To the backdrop of Vic Falls and under the bridge that spans the narrow Batoka Gorge separating Zimbabwe from Zambia, you’ll plummet headlong down the Toilet Bowl on an eight-person raft, before being gobbled up by the Muncher. Then, dunked and bedraggled, you’ll face the Three Ugly Sisters, followed by their Mother. Funny thing is, people travel from around the world to do just that. The Zambezi’s Batoka Gorge is classified as a Grade 5 river so, to quote the British Canoe Union, it’s ‘extremely difficult – long and very violent rapids with severe hazards, continuous, powerful, confused water, steep gradients…’ you get the picture. Recommended operator, Safpar, based in Livingstone, is offering specials for a full day rafting plus a sunset river cruise. From R2 700 pp | +260 968 32060 safpar.com

From the Vic Falls (Zim) side, contact shearwatervictoriafalls.com | wildhorizons.co.za.
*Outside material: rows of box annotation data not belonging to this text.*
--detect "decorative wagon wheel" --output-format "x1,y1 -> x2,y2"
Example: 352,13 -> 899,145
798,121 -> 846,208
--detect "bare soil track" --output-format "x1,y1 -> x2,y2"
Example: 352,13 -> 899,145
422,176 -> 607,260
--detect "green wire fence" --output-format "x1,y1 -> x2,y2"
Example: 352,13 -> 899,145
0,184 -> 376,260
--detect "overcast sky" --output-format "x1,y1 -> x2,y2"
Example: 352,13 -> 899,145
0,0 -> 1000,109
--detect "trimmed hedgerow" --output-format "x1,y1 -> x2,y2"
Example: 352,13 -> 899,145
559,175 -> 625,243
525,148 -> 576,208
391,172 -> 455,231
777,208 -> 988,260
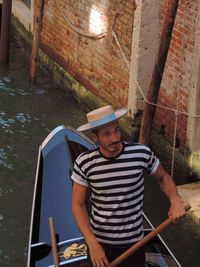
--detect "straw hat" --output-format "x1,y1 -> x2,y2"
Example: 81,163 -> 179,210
77,105 -> 128,132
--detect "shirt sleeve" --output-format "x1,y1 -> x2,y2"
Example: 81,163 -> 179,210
147,149 -> 160,175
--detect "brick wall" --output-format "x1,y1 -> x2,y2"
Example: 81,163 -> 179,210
154,0 -> 198,151
41,0 -> 135,109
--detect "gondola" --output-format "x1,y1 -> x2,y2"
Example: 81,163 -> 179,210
27,126 -> 181,267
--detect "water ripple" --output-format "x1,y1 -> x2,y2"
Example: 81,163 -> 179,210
0,148 -> 13,169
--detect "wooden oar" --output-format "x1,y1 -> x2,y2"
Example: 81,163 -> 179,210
49,217 -> 59,267
108,204 -> 191,267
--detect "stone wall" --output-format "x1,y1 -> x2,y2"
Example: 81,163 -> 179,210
154,0 -> 199,152
41,0 -> 135,107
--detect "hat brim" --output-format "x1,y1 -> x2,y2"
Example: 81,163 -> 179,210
76,108 -> 128,132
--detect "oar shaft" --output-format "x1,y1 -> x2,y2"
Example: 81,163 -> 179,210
49,217 -> 59,267
108,204 -> 191,267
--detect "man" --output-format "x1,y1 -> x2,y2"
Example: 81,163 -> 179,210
72,106 -> 185,267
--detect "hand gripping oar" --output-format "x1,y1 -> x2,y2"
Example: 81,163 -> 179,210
49,217 -> 59,267
108,204 -> 191,267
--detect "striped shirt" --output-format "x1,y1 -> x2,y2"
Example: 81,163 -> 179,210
72,142 -> 159,245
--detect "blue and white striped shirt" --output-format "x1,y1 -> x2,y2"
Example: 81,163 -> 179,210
72,143 -> 159,245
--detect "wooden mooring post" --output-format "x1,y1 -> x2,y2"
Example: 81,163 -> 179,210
30,0 -> 44,82
139,0 -> 179,145
0,0 -> 12,63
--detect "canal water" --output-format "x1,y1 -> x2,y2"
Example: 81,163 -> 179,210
0,34 -> 200,267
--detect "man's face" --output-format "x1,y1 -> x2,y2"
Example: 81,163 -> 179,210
93,121 -> 122,158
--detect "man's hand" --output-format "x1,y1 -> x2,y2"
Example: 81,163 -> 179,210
168,196 -> 186,223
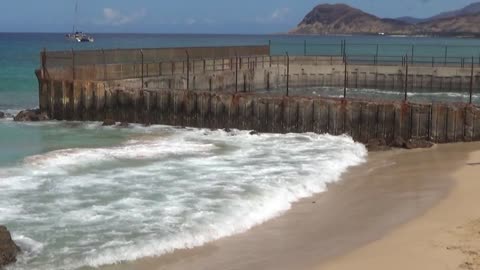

Looking for a slightly more sedate thrill?

The majestic Storms River Gorge may be exactly what you need. Check out these local operators:

Untouched Adventures. With Untouched Adventures, you can experience Storms River all year round. On days when the sea is calm, you’ll paddle from the harbour across the river mouth and pass underneath the famous Storms River Suspension Bridge. As you progress further upriver, the towering walls of the breathtaking gorge envelope you.

When the sea is a bit uppity, you’ll get to walk a little way through the Tsitsikamma Forest. Your guide will take you across the suspension bridge, so that you can kayak from higher up the river.

When the river becomes too shallow to paddle, you’ll swap out the double, sit-on-top kayaks for a lilo and paddle deeper into the gorge. Don’t despair if this section of the route feels too tranquil – there’s a bit of potential cliff jumping on your way back! From 695 pp | 073 130 0689 untouchedadventures.com

Dirty Boots

The company’s kloofing options are divided into a family-friendly Green Route and a Red Route, both of which include tube jumps, swim- ming and rock jumps.

Along the Green Route, you’ll start your adventure with a short upstream paddle to the beach. With your tube on your back, you’ll walk a further 200m to the next pool. At the Old Storms river pass, you’ll paddle for about 800m on a Stand Up paddle board where, if you are feeling particularly adventurous, you get to cliff jump from eight metres up. The route takes around three hours to complete.

The Red Route is for those who are relatively fit and it takes about five hours, starting with an 800m walk down the side of the gorge. On this route, you’ll spend your time flatwater paddling, bouldering and cliff jumping.